The UI displays the error message: "Please add at least one pool first".
Workaround:
1. Log in as admin and delete the legacy application service.
2. Re-create the application and re-assign the custom application manager role to the user.
Fix:
This issue is fixed.
898641-1 : AS3 application deployment UI: persistence methods, iRule & Firewall Address List do not render values from template correctly
Component: BIG-IQ Application Management
Symptoms:
If you use the Basic Schema type, AS3 Deployment incorrectly renders:
-- Persistence methods and iRule fields for Service_HTTP/HTTPS AS3 classes.
-- Addresses field for Firewall_Address_List AS3 class.
Conditions:
This happens when you create an AS3 template Basic Schema type with persistent methods, iRule fields for Service_HTTP/HTTPS classes, and address field for Firewall_Address_List AS3 class and allow the Address property to be editable.
Impact:
BIG-IQ splits out the string in the template into multiple fields.
Workaround:
Use Advanced Schema Type option instead of Basic Schema type.
Fix:
This issue is now fixed.
889049-1 : Deployment and Configuration menus with long virtual server or pool names.

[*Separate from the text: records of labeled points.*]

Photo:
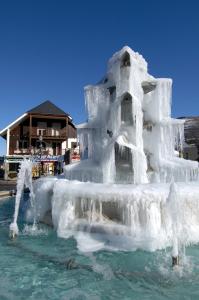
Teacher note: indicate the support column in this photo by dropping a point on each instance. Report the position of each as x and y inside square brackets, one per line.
[67, 131]
[30, 132]
[8, 142]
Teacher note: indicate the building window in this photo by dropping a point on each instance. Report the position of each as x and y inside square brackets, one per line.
[13, 167]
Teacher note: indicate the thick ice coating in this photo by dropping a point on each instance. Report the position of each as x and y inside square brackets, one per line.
[120, 216]
[121, 197]
[130, 136]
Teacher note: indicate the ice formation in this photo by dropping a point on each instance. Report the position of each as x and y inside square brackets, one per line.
[130, 136]
[24, 178]
[122, 194]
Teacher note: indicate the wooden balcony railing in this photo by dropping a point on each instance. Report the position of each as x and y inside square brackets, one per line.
[49, 132]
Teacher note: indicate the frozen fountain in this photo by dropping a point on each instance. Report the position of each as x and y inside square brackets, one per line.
[24, 179]
[121, 194]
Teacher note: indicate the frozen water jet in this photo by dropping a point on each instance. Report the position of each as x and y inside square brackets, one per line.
[117, 196]
[24, 179]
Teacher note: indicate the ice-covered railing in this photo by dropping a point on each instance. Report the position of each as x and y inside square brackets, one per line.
[126, 217]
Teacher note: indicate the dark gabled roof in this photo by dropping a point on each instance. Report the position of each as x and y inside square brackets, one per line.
[47, 108]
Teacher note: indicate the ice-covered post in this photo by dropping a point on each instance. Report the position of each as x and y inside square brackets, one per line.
[173, 209]
[24, 178]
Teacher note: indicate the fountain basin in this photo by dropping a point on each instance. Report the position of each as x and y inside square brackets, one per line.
[123, 216]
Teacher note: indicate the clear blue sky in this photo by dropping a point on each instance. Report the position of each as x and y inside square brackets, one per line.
[52, 49]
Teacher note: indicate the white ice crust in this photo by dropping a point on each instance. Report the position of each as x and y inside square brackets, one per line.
[122, 194]
[130, 136]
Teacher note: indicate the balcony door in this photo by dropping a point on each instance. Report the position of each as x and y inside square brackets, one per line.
[56, 129]
[41, 128]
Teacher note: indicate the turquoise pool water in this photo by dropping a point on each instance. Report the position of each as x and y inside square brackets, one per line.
[39, 265]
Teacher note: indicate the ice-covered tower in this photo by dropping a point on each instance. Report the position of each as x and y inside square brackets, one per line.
[130, 136]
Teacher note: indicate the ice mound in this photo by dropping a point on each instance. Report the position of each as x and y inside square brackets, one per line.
[130, 136]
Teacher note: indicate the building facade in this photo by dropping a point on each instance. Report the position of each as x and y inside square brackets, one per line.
[44, 132]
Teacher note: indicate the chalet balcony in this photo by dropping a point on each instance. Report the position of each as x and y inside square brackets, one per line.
[20, 152]
[49, 133]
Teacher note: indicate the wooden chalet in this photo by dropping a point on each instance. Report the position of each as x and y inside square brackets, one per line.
[45, 131]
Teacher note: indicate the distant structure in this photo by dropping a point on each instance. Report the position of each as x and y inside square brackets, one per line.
[44, 131]
[191, 133]
[130, 136]
[1, 166]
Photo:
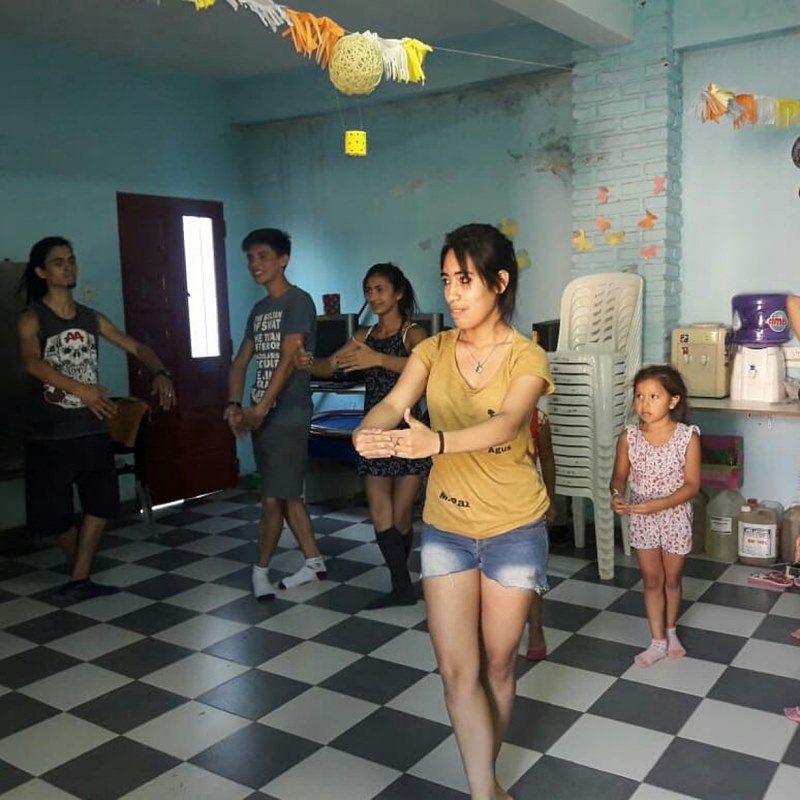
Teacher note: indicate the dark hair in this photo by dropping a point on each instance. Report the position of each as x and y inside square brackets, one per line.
[278, 240]
[408, 301]
[490, 252]
[35, 288]
[673, 384]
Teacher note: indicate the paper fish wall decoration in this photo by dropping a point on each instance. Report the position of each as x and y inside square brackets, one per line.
[648, 220]
[581, 240]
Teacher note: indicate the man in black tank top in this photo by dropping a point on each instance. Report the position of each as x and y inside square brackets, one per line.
[66, 439]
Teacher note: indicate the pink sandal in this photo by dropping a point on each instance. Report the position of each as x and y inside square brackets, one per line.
[771, 580]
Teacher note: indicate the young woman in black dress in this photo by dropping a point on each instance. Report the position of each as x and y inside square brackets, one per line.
[391, 484]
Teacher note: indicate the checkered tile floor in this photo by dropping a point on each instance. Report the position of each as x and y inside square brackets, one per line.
[183, 686]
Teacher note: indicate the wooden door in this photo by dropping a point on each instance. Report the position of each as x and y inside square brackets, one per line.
[191, 451]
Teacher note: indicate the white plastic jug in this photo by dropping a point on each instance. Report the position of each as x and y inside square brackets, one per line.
[721, 532]
[757, 527]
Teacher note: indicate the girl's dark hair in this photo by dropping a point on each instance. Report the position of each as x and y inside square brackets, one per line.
[408, 301]
[490, 252]
[35, 288]
[673, 384]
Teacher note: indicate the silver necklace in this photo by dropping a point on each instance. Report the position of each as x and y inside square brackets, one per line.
[479, 365]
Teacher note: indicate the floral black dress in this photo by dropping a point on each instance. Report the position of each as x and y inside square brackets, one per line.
[378, 382]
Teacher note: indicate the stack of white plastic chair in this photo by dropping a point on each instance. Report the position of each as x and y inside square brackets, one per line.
[599, 351]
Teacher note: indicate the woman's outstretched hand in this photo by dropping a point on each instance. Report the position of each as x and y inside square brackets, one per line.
[415, 441]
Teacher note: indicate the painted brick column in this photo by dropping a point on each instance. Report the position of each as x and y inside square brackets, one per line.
[627, 113]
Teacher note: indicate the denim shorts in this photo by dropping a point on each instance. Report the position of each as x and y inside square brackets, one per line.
[516, 559]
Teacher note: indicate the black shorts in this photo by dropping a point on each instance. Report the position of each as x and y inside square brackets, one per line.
[281, 456]
[54, 466]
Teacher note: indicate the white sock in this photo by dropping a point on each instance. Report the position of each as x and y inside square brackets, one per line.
[312, 570]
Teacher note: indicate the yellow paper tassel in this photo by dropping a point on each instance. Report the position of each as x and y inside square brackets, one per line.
[787, 112]
[355, 143]
[416, 51]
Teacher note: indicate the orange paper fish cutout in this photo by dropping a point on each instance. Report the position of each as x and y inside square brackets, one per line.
[648, 220]
[581, 240]
[649, 252]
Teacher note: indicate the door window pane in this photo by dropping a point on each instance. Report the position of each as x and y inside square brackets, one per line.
[201, 284]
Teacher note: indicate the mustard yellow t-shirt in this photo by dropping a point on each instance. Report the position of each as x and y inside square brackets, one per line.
[491, 491]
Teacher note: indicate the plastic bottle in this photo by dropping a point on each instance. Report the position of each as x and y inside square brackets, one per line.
[721, 533]
[790, 534]
[757, 527]
[699, 513]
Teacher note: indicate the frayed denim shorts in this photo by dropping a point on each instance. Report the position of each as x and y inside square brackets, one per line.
[516, 559]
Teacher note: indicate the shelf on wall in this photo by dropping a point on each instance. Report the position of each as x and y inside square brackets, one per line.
[789, 408]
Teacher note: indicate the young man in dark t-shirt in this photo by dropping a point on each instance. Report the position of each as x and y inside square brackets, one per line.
[67, 443]
[279, 414]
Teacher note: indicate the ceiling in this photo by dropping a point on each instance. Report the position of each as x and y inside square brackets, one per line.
[225, 44]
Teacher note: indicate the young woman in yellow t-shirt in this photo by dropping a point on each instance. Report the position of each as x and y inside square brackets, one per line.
[484, 540]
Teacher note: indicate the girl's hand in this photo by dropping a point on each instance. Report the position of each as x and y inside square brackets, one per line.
[416, 441]
[374, 442]
[357, 356]
[618, 505]
[648, 507]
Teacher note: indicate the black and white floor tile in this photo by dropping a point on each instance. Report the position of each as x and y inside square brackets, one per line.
[184, 686]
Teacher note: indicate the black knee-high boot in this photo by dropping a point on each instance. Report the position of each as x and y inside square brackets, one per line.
[408, 542]
[392, 545]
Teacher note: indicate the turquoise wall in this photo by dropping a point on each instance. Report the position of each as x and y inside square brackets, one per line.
[741, 213]
[434, 163]
[76, 130]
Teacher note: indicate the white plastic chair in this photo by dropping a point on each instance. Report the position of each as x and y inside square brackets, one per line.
[599, 352]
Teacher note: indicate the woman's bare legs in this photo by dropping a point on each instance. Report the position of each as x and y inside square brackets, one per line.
[479, 700]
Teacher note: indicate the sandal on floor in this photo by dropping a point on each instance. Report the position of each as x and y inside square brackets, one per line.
[770, 580]
[536, 653]
[792, 713]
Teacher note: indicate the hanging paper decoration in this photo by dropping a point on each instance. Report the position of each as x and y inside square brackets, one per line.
[317, 37]
[523, 259]
[715, 103]
[416, 52]
[508, 227]
[648, 220]
[580, 239]
[313, 35]
[651, 251]
[355, 143]
[356, 65]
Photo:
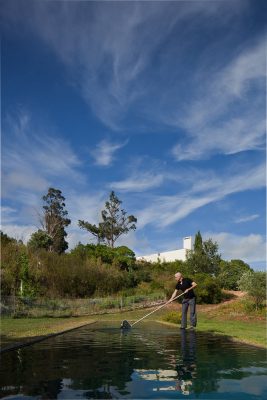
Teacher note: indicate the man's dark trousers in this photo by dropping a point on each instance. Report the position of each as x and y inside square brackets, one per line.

Component: BIG-IQ Configuration - Local Traffic
Symptoms:
The Deployment and Configuration menus are currently not wide enough to display long virtual server and pool names.
Conditions:
This happens if the combination of partition and object names combined exceeds 21 characters.
Impact:
You cannot to read the full name of the virtual server or the pool configured for the virtual server.
Fix:
This issue is now fixed.
872849-1 : Signatures in the Web Application Security event logs might not show correct applied blocking masks
Component: BIG-IQ Web Application Security (ASM)
Symptoms:
Violation details of Attack Signature Detected, for a Web Application Security policy, report Applied Blocking Masks that are inconsistent with information reported on the host BIG-IP device.
Conditions:
1. Generate a Web Application Security signature violation
2. Select the events and view the Application Blocking Masks in the violation details in the Web Application Security Event Logs (Monitoring > EVENTS > Web Application Security > Event Logs > Events).

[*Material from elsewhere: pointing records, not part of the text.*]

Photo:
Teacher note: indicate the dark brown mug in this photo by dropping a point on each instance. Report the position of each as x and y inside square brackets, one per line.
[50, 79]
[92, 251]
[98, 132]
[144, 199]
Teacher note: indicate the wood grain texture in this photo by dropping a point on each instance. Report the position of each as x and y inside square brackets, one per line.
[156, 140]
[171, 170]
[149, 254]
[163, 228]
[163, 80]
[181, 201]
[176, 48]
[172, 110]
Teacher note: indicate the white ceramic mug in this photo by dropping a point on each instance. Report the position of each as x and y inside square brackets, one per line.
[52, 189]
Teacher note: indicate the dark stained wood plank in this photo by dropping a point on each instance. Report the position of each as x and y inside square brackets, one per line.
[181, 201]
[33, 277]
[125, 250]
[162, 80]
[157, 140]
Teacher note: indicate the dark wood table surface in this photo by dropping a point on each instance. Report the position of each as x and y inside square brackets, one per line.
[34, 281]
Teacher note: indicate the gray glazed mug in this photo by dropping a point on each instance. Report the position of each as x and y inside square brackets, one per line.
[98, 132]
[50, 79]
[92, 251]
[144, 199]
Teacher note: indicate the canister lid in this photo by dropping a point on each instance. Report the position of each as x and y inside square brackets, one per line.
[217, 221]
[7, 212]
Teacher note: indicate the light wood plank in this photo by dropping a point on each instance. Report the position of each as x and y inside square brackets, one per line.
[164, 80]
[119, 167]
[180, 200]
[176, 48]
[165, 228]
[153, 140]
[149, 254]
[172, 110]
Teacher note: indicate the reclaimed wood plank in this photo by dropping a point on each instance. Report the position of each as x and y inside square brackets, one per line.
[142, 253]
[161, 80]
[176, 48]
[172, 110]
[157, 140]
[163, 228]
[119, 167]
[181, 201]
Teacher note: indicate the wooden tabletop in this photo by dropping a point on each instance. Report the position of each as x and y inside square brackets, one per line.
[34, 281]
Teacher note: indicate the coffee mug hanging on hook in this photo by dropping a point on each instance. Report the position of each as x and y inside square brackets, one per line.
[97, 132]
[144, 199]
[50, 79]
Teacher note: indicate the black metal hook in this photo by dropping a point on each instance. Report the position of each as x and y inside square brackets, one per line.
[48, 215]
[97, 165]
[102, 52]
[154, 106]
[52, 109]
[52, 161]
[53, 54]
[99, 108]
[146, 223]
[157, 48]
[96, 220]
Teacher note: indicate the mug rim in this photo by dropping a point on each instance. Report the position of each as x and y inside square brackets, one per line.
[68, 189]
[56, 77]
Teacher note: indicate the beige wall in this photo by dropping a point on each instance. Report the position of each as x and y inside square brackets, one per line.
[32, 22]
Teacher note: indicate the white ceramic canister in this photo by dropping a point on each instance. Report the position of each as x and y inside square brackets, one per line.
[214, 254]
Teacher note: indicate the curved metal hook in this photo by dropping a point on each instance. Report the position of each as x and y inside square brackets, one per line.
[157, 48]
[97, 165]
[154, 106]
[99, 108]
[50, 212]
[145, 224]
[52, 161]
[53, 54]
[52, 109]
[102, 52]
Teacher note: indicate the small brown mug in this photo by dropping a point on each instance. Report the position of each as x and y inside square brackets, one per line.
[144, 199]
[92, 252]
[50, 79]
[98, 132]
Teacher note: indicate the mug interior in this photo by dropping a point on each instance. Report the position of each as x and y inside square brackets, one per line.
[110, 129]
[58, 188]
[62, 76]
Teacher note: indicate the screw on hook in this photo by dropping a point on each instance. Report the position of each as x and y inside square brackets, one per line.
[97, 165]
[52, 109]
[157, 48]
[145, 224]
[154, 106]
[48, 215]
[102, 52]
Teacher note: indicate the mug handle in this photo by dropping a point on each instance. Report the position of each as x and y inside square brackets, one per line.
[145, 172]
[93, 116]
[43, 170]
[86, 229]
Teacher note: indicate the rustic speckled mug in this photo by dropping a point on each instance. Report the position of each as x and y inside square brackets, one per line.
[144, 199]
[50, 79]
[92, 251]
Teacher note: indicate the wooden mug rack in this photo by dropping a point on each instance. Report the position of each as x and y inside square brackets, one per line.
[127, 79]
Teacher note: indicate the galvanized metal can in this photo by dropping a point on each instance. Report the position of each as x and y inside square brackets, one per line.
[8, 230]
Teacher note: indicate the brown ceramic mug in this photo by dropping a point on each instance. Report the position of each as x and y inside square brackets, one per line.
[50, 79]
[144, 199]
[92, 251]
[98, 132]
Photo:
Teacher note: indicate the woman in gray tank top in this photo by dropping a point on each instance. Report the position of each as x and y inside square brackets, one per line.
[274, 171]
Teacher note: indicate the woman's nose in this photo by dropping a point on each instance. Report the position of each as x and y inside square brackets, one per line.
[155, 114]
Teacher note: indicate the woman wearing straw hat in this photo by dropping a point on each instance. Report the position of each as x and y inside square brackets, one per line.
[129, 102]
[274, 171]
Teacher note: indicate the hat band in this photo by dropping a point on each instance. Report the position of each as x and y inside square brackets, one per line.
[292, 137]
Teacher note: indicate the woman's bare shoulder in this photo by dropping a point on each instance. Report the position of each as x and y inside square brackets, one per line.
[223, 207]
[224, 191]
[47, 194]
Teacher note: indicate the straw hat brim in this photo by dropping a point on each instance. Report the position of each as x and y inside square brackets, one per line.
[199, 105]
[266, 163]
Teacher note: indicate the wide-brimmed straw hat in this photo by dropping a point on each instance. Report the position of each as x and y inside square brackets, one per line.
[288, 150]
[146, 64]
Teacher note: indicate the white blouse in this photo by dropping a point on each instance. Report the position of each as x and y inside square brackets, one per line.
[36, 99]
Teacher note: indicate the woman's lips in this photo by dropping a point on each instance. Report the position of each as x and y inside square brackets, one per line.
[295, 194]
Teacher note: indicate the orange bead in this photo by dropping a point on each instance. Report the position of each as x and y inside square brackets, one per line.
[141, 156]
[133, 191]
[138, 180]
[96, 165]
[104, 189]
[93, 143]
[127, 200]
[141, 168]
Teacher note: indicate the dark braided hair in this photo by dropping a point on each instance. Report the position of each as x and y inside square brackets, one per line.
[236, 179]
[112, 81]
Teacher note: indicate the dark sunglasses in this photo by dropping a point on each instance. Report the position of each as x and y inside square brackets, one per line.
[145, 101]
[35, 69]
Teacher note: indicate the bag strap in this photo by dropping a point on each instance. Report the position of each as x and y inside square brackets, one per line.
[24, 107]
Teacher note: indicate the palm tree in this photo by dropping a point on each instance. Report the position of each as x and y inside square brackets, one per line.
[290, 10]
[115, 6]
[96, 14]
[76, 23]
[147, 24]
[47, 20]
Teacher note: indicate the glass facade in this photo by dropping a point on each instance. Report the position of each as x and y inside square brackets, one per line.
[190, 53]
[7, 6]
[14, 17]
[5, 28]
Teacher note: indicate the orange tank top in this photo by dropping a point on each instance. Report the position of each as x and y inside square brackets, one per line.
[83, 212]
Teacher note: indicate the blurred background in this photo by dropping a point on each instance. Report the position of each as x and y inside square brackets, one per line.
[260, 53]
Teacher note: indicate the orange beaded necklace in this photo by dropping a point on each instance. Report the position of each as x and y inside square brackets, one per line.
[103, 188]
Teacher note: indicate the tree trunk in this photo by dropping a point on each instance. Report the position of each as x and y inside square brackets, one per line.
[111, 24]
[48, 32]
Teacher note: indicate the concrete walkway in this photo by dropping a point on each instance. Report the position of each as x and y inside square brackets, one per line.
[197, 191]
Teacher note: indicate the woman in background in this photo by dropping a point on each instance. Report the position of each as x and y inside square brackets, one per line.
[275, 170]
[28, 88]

3. View the Applied Blocking Settings violation details on the host BIG-IP device.
Impact:
The Applied Blocking Masks found in the Web Application Security event logs display the incorrect blocking masks for the signature violation of a Web Application Security policy.
Workaround:
N/A
Fix:
Detected signatures in the Attack Signature Detected violation now show the correct blocking masks in the BIG-IQ Web Application Security event logs.
872237-3 : CPU spikes when using iApp analytics
Component: AppIQ
Symptoms:
BIG-IQ regularly queries the status of virtual servers and pools on BIG-IP devices running iApp, which can cause CPU spikes when the number of servers and pools are high.
Conditions:
When collecting statistics with iApp on BIG-IP devices that have more than 600 virtual servers and/or 400 pools.
Impact:
CPU cores on BIG-IP device regularly reach maximum usage when statistics collection is enabled.
Workaround:
For BIG-IQ version 7.1. see the following article for a workaround: https://support.f5.com/csp/article/K53001642
Fix:
CPU spikes no longer occur as a result of status queries to BIG-IP devices.

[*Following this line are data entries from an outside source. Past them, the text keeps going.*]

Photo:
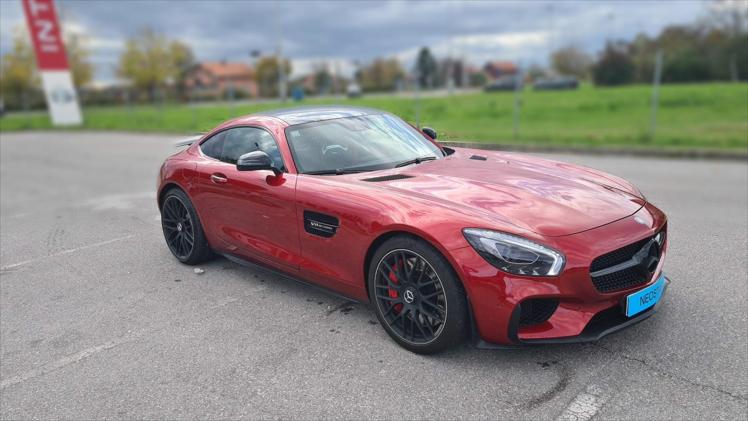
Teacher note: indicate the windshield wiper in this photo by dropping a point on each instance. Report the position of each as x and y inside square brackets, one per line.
[338, 171]
[415, 161]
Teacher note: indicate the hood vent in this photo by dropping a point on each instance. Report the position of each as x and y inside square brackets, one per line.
[387, 178]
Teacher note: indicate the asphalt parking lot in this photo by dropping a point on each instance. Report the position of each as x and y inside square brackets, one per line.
[97, 320]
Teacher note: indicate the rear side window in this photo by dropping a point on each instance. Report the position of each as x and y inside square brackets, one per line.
[242, 140]
[213, 147]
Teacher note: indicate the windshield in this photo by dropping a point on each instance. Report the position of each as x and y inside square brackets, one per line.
[364, 143]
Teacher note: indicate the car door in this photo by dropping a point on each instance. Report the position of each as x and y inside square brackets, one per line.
[252, 213]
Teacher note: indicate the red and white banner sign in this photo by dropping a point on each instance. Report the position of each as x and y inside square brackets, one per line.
[52, 62]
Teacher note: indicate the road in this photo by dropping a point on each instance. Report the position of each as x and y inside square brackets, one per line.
[97, 320]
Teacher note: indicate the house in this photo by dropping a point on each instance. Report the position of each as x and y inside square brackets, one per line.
[218, 79]
[497, 69]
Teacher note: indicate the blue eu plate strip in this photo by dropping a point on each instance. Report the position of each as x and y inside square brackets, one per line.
[645, 298]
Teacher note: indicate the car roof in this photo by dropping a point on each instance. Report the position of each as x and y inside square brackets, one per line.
[308, 114]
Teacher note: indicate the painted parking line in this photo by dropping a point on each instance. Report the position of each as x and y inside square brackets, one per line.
[64, 252]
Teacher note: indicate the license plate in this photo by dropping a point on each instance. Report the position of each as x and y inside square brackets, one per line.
[645, 298]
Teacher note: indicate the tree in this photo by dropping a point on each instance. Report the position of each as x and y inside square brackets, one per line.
[267, 75]
[381, 75]
[614, 67]
[80, 66]
[18, 73]
[184, 61]
[150, 61]
[323, 80]
[571, 61]
[426, 68]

860473-1 : Connection and read timeout settings for the TACACS+ authentication provider
Component: REST Framework and TMOS Platform
Symptoms:
The TACACS+ authentication provider uses a fixed, hard-coded value (5 seconds) for the timeout to get a response from the TACACS+ server. If a request to the TACACS+ server to authenticate a user or to retrieve the user properties does not complete within 5 seconds, the request fails. This causes the BIG-IQ authentication of a remote TACACS+ user to fail as well.
Conditions:
When you use a TACACS+ authentication provider to authenticate to BIG-IQ and the TACACS+ server is too slow, it will probably time out before you get authenticated.
Impact:
TACACS+ user authentication to BIG-IQ fails.
Workaround:
N/A
Fix:
You can now configure the connection timeout and read timeout settings.
859709-2 : Full name of the default pool does not display on the LTM virtual server properties screen
Component: BIG-IQ Configuration - Local Traffic
Symptoms:
LTM Virtual Server properties screen shows only the first 32 to 40 characters of the default pool's full name.
Conditions:
1. Log in with read-only permissions.
2. Navigate to Configuration>LOCAL TRAFFIC>Virtual Servers.
3. Click the name of a virtual server and scroll down to the Default Pool drop-down box.
Impact:
If the default pool has a long name, read-only users cannot see the full name of the default pool.
Workaround:
Keep the pool name shorter than 32 characters.
Fix:
The issue is now fixed.
846665-1 : Authentication to BIG-IQ might fail when using an LDAP or Active Directory authentication provider using LDAPS that has Server Certificate Validation disabled.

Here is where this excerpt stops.